53. Perjuangan Membawaku

1K 96 3
                                    






Kemarin rank #6 fantasi ✊

Terima kasih untuk vote dan komennya ♥️ Apakah bisa kita akan mencapai 50k pembaca sebelum tahun baru 🤔

Jangan lupa untuk vote, komen dan follow akun penulis ViPril_Aprilia agar bisa mengikuti seluruh aktivitas aku 🌼









Happy reading

__________________________________
ᕦ[ ◑ □ ◑ ]ᕤ◖⚆ᴥ⚆◗







Lius menggigit kasar sebuah roti yang ada di tangannya, kini ia tengah merasakan lapar tapi yang diberikan kepada mereka hanya roti dingin yang hampir berubah tekstur menjadi batu bata.

Beberapa orang mengakali roti ini dengan cara mencelupkannya ke dalam teh, tapi Lius tidak melakukan hal itu karena baginya haram memasukkan makanan ke dalam minuman.

"Jika mau ingin rasanya aku mengutuk orang yang membuat roti ini," dumel Lius sambil terus makan.

Perjalanan ke Serven memerlukan waktu yang lumayan lama, jarak dari Aranda ke Server juga bisa dibilang cukup jauh. Apalagi kapal yang membawa mereka ini adalah kapal yang tidak dilengkapi dengan teknologi paling canggih.

Mata merahnya mengamati sekitar ada sembilan penyihir muda yang sedang makan juga. Mereka rata-rata masih berkisar di usia dua puluhan akhir, untuk seorang penyihir hal itu masih sangat jauh-jauh dari kata senior. Apalagi banyak penyihir yang memiliki umur panjang.

"Salah lagi," kesal salah satu penyihir perempuan yang gagal untuk mengubah roti miliknya menjadi daging.
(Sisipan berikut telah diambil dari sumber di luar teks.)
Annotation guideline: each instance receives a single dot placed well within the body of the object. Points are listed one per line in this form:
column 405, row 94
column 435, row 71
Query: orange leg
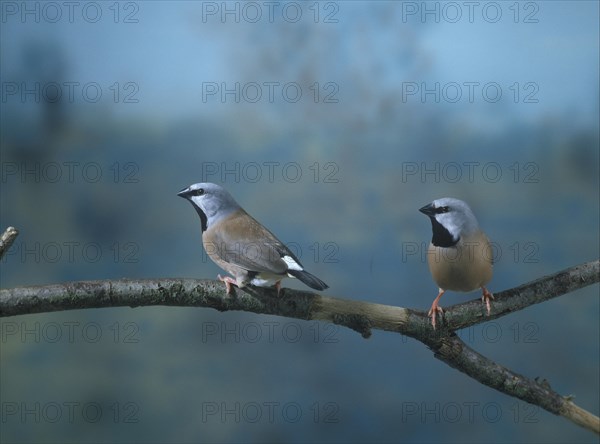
column 486, row 297
column 228, row 281
column 435, row 309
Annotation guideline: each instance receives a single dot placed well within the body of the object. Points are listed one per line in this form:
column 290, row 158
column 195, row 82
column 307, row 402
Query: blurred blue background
column 331, row 123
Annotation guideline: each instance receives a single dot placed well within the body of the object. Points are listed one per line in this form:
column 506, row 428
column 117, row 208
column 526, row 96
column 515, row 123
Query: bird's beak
column 185, row 193
column 428, row 209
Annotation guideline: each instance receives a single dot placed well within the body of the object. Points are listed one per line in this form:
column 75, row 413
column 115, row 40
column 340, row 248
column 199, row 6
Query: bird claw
column 485, row 298
column 228, row 281
column 433, row 311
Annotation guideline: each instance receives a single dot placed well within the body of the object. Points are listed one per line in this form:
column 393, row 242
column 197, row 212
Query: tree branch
column 357, row 315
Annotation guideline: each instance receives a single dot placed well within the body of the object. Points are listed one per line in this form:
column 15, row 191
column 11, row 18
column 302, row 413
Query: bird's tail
column 308, row 279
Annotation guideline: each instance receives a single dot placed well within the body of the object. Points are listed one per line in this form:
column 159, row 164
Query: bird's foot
column 435, row 308
column 228, row 281
column 486, row 297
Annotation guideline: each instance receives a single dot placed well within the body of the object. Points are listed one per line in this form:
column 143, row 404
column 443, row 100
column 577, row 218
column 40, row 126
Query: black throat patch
column 203, row 218
column 441, row 236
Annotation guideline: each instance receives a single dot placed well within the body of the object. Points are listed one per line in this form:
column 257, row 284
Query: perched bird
column 240, row 245
column 460, row 255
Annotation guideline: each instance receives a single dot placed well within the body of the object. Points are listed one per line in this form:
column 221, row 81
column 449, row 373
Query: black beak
column 185, row 193
column 428, row 209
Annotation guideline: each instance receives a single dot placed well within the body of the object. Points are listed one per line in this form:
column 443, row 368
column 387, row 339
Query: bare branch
column 457, row 354
column 8, row 237
column 357, row 315
column 508, row 301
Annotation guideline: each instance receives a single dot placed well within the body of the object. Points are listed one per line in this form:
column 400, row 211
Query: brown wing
column 242, row 241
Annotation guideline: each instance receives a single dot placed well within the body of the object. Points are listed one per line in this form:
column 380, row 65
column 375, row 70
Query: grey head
column 211, row 201
column 451, row 219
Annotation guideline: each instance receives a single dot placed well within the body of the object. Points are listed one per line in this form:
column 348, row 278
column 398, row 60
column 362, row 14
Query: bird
column 460, row 254
column 240, row 245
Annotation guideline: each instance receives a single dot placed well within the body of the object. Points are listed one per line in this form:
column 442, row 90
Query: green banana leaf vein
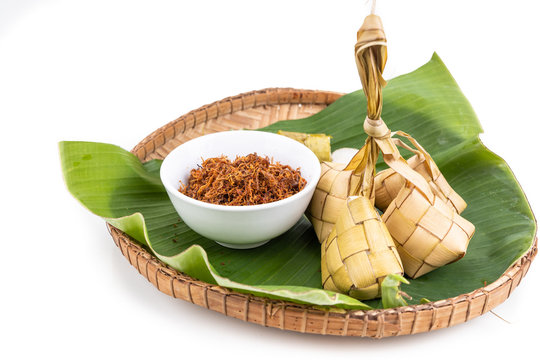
column 427, row 103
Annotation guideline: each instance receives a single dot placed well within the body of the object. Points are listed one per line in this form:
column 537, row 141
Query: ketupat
column 357, row 250
column 421, row 214
column 388, row 183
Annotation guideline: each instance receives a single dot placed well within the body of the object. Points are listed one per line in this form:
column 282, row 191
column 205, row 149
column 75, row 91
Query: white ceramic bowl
column 240, row 227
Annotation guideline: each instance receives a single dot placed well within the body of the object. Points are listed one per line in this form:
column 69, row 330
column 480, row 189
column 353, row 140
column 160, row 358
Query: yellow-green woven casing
column 388, row 183
column 427, row 235
column 330, row 196
column 359, row 252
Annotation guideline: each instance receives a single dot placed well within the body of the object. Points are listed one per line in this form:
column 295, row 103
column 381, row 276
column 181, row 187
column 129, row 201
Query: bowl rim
column 310, row 185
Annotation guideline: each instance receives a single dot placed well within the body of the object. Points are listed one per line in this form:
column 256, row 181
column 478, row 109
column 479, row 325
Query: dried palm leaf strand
column 318, row 143
column 359, row 252
column 388, row 183
column 427, row 235
column 331, row 193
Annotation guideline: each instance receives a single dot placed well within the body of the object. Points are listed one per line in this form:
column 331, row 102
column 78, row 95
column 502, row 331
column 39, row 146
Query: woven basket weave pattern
column 254, row 110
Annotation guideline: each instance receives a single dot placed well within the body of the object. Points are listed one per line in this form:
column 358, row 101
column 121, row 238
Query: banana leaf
column 426, row 103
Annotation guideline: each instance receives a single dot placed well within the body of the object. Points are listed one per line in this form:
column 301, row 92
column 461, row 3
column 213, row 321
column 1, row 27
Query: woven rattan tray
column 254, row 110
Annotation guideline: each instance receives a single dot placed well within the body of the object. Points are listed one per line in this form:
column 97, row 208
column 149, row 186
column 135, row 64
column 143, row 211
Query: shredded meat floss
column 248, row 180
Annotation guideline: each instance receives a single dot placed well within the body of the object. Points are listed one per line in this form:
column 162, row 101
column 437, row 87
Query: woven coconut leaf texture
column 426, row 103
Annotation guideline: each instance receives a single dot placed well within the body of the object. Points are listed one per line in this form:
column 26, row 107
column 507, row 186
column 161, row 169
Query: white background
column 113, row 71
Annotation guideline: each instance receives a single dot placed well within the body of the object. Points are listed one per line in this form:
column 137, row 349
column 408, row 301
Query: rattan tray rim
column 377, row 323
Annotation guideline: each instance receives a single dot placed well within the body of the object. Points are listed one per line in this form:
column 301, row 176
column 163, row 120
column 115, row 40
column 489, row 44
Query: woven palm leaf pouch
column 420, row 228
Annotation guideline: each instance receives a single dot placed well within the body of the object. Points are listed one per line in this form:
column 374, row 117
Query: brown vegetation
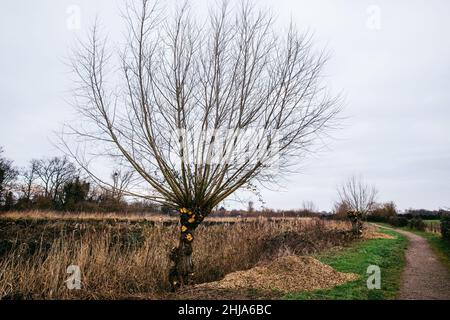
column 128, row 258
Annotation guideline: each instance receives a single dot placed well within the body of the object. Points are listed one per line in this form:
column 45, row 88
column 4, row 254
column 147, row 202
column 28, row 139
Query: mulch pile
column 285, row 274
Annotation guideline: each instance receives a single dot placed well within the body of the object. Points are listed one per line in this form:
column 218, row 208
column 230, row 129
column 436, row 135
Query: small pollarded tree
column 199, row 110
column 359, row 197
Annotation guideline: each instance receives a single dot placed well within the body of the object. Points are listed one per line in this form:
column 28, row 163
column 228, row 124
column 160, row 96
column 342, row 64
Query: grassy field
column 128, row 258
column 388, row 254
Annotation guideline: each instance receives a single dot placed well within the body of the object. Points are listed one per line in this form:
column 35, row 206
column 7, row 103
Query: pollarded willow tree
column 200, row 110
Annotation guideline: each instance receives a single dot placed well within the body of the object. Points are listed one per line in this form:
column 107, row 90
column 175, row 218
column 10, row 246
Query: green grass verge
column 388, row 254
column 440, row 246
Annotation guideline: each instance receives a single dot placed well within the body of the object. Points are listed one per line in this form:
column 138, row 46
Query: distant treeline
column 57, row 184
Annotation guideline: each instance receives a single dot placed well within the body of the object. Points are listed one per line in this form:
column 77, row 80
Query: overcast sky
column 390, row 59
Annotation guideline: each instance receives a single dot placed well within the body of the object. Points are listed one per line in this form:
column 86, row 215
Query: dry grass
column 129, row 259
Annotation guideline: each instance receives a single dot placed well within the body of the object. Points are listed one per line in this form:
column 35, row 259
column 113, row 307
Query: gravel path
column 424, row 277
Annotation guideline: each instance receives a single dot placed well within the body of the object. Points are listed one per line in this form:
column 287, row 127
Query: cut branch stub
column 190, row 220
column 182, row 271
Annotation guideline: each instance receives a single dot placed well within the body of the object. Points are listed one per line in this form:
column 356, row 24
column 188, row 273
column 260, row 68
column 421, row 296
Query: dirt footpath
column 424, row 277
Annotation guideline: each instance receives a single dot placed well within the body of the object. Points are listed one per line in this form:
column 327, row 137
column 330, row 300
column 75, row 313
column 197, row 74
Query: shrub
column 445, row 226
column 417, row 224
column 398, row 221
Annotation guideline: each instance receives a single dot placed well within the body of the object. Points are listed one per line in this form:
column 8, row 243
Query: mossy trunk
column 182, row 272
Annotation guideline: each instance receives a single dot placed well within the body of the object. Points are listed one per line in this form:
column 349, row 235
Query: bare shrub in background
column 360, row 198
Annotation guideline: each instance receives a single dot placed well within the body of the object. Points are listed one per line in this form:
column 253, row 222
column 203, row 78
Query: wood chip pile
column 285, row 274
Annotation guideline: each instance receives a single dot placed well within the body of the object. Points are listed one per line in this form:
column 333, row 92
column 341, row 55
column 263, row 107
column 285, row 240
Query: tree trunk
column 356, row 220
column 182, row 271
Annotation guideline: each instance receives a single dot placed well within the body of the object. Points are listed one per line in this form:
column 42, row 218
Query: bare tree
column 53, row 173
column 199, row 111
column 309, row 206
column 28, row 177
column 121, row 182
column 359, row 197
column 8, row 174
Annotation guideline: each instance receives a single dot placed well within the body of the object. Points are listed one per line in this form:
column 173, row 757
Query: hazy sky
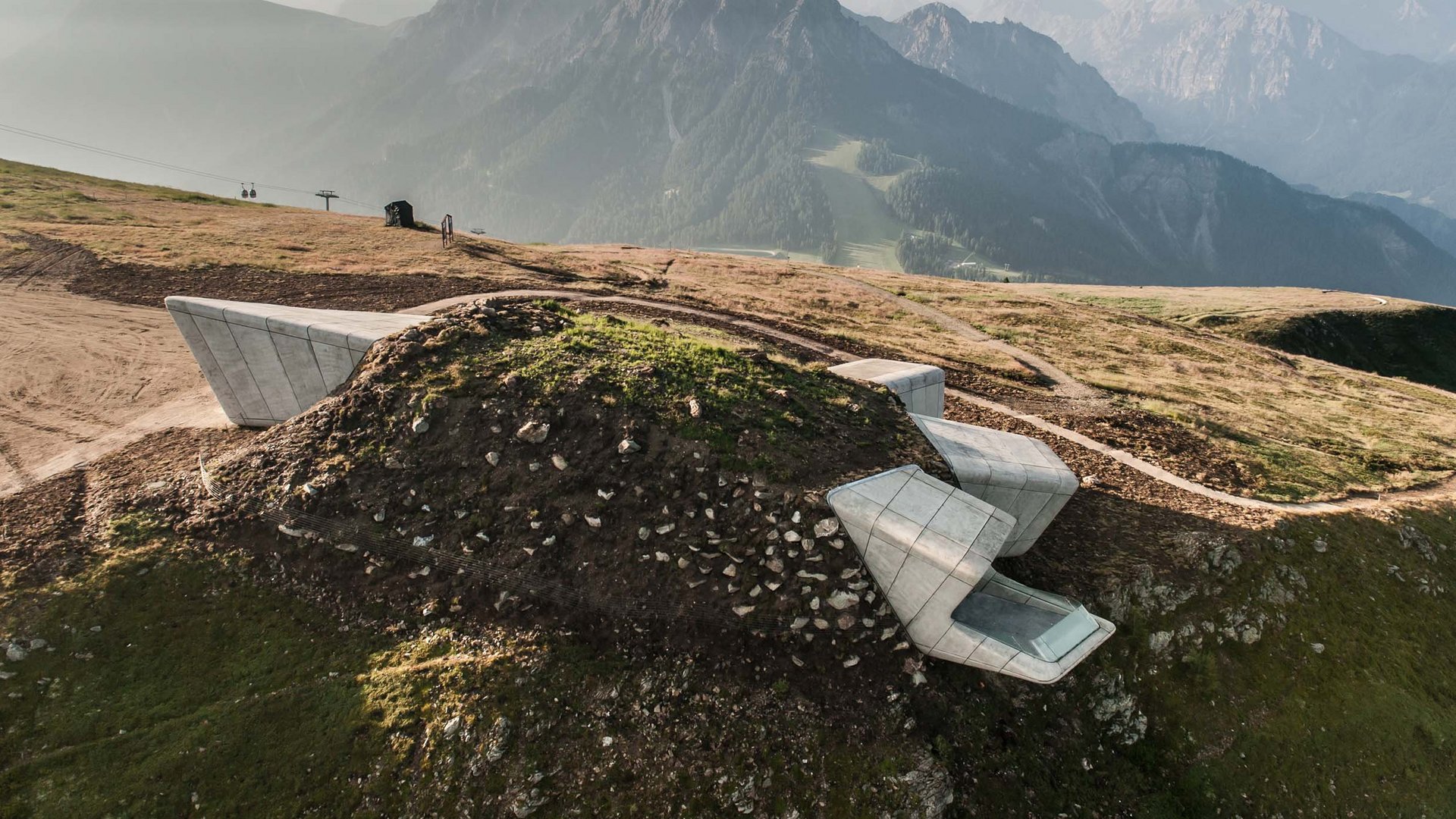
column 312, row 5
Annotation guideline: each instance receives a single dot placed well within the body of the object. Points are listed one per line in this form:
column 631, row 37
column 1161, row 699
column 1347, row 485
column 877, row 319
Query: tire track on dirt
column 1445, row 490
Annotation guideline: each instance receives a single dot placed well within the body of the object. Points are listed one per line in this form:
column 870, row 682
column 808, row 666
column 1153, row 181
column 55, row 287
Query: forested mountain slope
column 1017, row 64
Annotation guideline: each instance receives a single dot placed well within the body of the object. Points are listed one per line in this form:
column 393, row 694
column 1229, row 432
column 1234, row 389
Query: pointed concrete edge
column 929, row 547
column 1006, row 469
column 268, row 363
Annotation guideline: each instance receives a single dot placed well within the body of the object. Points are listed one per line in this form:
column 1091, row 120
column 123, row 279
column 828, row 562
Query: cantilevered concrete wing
column 1008, row 471
column 921, row 387
column 268, row 363
column 929, row 547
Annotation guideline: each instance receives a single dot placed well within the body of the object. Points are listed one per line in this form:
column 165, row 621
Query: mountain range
column 1017, row 64
column 1420, row 28
column 181, row 80
column 688, row 123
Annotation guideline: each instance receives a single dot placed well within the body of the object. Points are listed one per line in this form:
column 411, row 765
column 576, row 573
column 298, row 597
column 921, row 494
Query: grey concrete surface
column 929, row 547
column 1008, row 471
column 919, row 387
column 268, row 363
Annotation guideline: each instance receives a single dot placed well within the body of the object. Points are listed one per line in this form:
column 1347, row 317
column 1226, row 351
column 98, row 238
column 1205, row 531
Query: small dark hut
column 400, row 215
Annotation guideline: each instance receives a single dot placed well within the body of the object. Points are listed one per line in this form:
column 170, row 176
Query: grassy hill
column 168, row 653
column 1191, row 398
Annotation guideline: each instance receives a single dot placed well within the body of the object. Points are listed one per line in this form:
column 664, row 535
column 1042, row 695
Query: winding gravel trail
column 1442, row 491
column 1063, row 384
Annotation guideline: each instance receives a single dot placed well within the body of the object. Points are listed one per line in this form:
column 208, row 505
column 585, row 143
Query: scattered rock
column 495, row 739
column 826, row 528
column 1161, row 642
column 533, row 431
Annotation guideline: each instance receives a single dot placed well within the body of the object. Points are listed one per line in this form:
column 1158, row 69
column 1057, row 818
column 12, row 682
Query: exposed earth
column 168, row 651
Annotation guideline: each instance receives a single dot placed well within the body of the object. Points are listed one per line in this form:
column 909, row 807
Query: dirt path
column 1443, row 491
column 1062, row 384
column 80, row 378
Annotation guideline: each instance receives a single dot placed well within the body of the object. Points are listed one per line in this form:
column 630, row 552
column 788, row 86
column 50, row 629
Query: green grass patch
column 657, row 375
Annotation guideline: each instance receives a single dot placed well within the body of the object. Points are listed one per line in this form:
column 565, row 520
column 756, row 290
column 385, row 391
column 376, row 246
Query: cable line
column 63, row 142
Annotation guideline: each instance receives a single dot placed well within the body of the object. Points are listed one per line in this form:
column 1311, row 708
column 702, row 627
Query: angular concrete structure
column 1012, row 472
column 930, row 547
column 919, row 387
column 268, row 363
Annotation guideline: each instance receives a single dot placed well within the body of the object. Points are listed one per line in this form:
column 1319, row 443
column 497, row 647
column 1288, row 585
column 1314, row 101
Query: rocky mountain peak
column 1015, row 64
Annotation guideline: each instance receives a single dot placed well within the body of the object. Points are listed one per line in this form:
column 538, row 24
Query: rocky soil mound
column 639, row 477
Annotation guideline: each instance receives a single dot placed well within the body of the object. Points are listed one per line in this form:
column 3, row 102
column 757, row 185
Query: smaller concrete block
column 1033, row 670
column 913, row 588
column 918, row 385
column 959, row 643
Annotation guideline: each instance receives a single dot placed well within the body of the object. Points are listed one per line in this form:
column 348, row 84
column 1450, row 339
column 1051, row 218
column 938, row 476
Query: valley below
column 169, row 651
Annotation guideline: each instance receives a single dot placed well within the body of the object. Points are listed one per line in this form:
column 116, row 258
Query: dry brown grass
column 1307, row 428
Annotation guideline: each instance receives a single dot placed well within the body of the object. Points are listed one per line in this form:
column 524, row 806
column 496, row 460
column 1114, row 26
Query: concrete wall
column 268, row 363
column 930, row 547
column 1008, row 471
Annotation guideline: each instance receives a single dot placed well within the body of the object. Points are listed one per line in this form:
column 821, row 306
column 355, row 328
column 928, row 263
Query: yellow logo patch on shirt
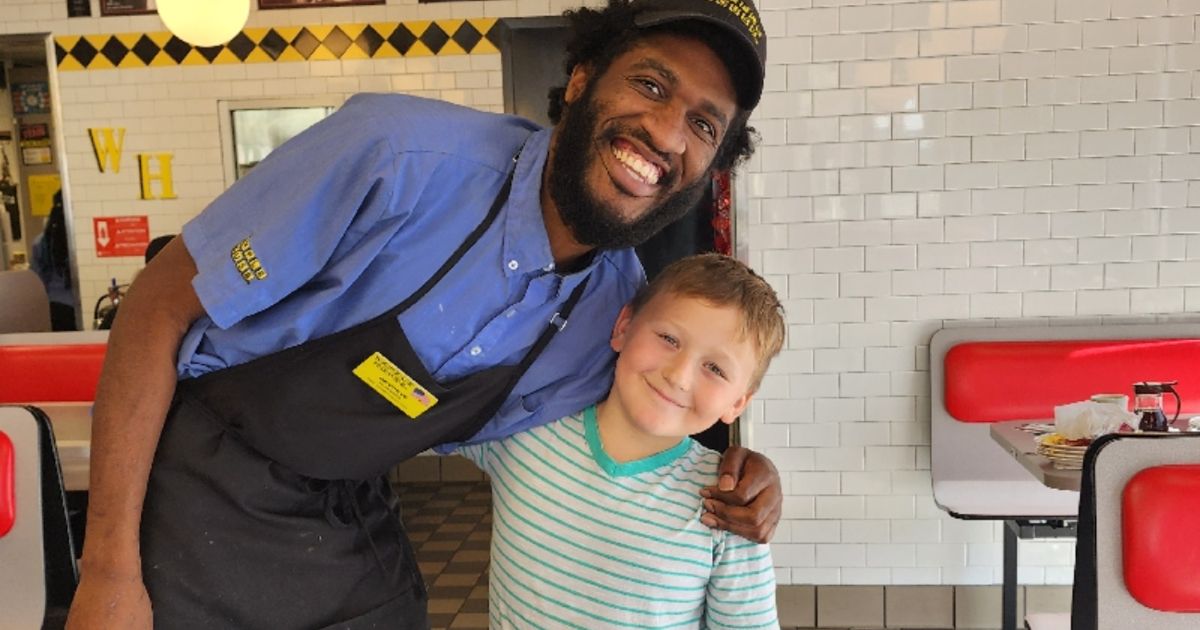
column 390, row 382
column 247, row 263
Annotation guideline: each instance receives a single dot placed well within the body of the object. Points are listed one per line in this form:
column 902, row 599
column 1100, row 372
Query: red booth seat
column 1000, row 381
column 49, row 372
column 1159, row 525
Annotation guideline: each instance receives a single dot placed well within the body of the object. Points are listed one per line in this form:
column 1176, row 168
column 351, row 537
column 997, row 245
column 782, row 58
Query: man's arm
column 748, row 499
column 136, row 388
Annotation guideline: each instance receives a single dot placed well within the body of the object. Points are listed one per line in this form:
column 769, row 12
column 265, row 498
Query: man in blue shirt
column 395, row 279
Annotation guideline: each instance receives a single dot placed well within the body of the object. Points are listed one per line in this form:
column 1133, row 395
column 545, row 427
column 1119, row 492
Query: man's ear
column 621, row 329
column 577, row 83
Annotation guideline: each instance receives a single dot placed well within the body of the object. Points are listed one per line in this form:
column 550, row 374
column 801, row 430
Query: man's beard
column 591, row 221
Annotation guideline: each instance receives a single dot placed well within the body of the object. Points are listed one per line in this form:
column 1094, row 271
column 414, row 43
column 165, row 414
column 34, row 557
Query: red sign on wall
column 121, row 235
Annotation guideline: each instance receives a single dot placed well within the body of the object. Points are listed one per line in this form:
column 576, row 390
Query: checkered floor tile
column 450, row 526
Wajahnya terlihat sangat kesal, dari mata tajamnya Lius bisa melihat jika orang itu berasal dari kalangan atas. "Lemah, aku saja yang pangeran bisa memakan ini," gumam Lius yang melihat itu seperti hiburan.

Ada lagi satu penyihir yang hanya menghela nafas kasar. "Ini tidak bisa, pencernaan ku tidak akan keluar tanpa sayur," ringis satu penyihir laki-laki dengan menutup wajahnya.

Lius yang mendengar itu menengok, ia mendapati penyihir yang menyapanya tadi sedang dalam kondisi hampir menangis.

Bukannya membantu Lius malah mengambil jarak agar tidak berdekatan dengan orang itu. Siapa juga yang akan nyaman dekat-dekat dengan orang yang saat ia makan malah membahas isi perut.

Lius memilih keluar untuk duduk di depan kapal. "Kau mau?" tanya Lius pada burung yang menghampiri dirinya.

Burung itu semakin mendekat, ia terlihat kecil tapi sangat menggemaskan. Ketika burung itu mulai mendekat Lius memberikan roti miliknya, burung itu mulai mematuk roti itu dengan paruhnya.

"Kenapa kau bisa ke sini!" kesal Lius pada burung itu.

Mata merahnya terus menerus menatap apa yang ingin burung kecil itu lakukan, pakaian penyihir ini membuat tubuhnya gampang berkeringat, entah kenapa mereka harus memakai jubah seperti ini. Belum lagi dengan warnanya yang hitam.

Sudah seperti pengikut sekte kegelapan.

Burung itu tiba-tiba hinggap di perut Lius, ia hanya diam saja, tidak bereaksi. Burung itu menatap wajah dari orang yang ia telah hinggapi.

Merasa burung ini sepertinya bukan burung biasa Lius mulai melakukan sandiwara, ia mengeluhkan cerita hidupnya. "Kau tau aku benar-benar sedang berada di ambang titik jenuh, ingin rasanya melihat sesuatu yang memiliki warna yang cerah. Orang bilang melihat banyak warna bisa membuat perasaan lebih baik."